The use of FPGA for implementation of neural networks enables you to increase the speed of signal processing, in contrast to the software implementation. Effective and efficient parallel hardware processing significantly reduces the processing time and increases the efficiency of the whole neural network. FPGA solves the problem of data transfer speed between neurons inside a single crystal. By the application of high-level languages like C/C++ or Python with code generation in RTL you will reduce the time and simplify the neural network development. In summary, the increasing power of FPGAs allows them to be used not only for the implementation of simple controllers and interface units, but also for digital signal processing, complex intelligent controllers and neural networks. The development of fast FPGAs with ultra-low power consumption opens up great opportunities for their use in mobile communication systems, DSP and many other things. SoC are much more power efficient than stationary processors. The SoC can be powered by batteries for a longer period of time, making it the right choice for any embedded system.

References:

Amos R. Omondi, Jagath C. Rajapakse. FPGA Implementations of Neural Networks 2006th Edition. Springer 2006. P. 87 – 121.
Roger Woods, John McAllister, Gaye Lightbody, Ying Yi. Fpga-Based Implementation of Signal Processing Systems, 2nd Edition. Wiley 2017. P. 56 -64.
Uwe Meyer-Baese. Digital Signal Processing with Field Programmable Gate Arrays (Signals and Communication Technology) 3rd Edition. Springer 2017. P. 27 – 87.
Charu C. Aggarwal. Neural Networks and Deep Learning. Springer 2018. P. 78 – 98.
Cem Unsalan, Bora Tar. Digital System Design with FPGA: Implementation Using Verilog and VHDL 1st Edition. McGraw Hill 2017. P. 45 – 67.
Volnei A. Pedroni. Circuit Design with VHDL, third edition. The MIT Press 2020. P. 89 – 112.

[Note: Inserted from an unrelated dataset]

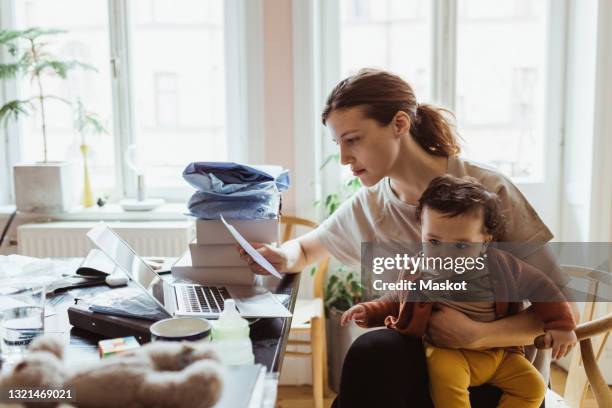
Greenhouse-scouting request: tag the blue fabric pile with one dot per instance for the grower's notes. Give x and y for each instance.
(236, 191)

Pong P. Chu. RTL Hardware Design Using VHDL: Coding for Efficiency, Portability, and Scalability 1st Edition. Wiley-IEEE Press 2006. P. 38 – 49.
Steve Kilts. Advanced FPGA Design: Architecture, Implementation, and Optimization 1st Edition. Wiley-IEEE Press 2017. P. 89 – 101.
Ross K. Snider. Advanced Digital System Design using SoC FPGAs: An Integrated Hardware/Software Approach. Springer 2023. P. 34 – 89.
Frank Vahid. Digital Design 1st Edition. Wiley 2006. P. 48 – 67.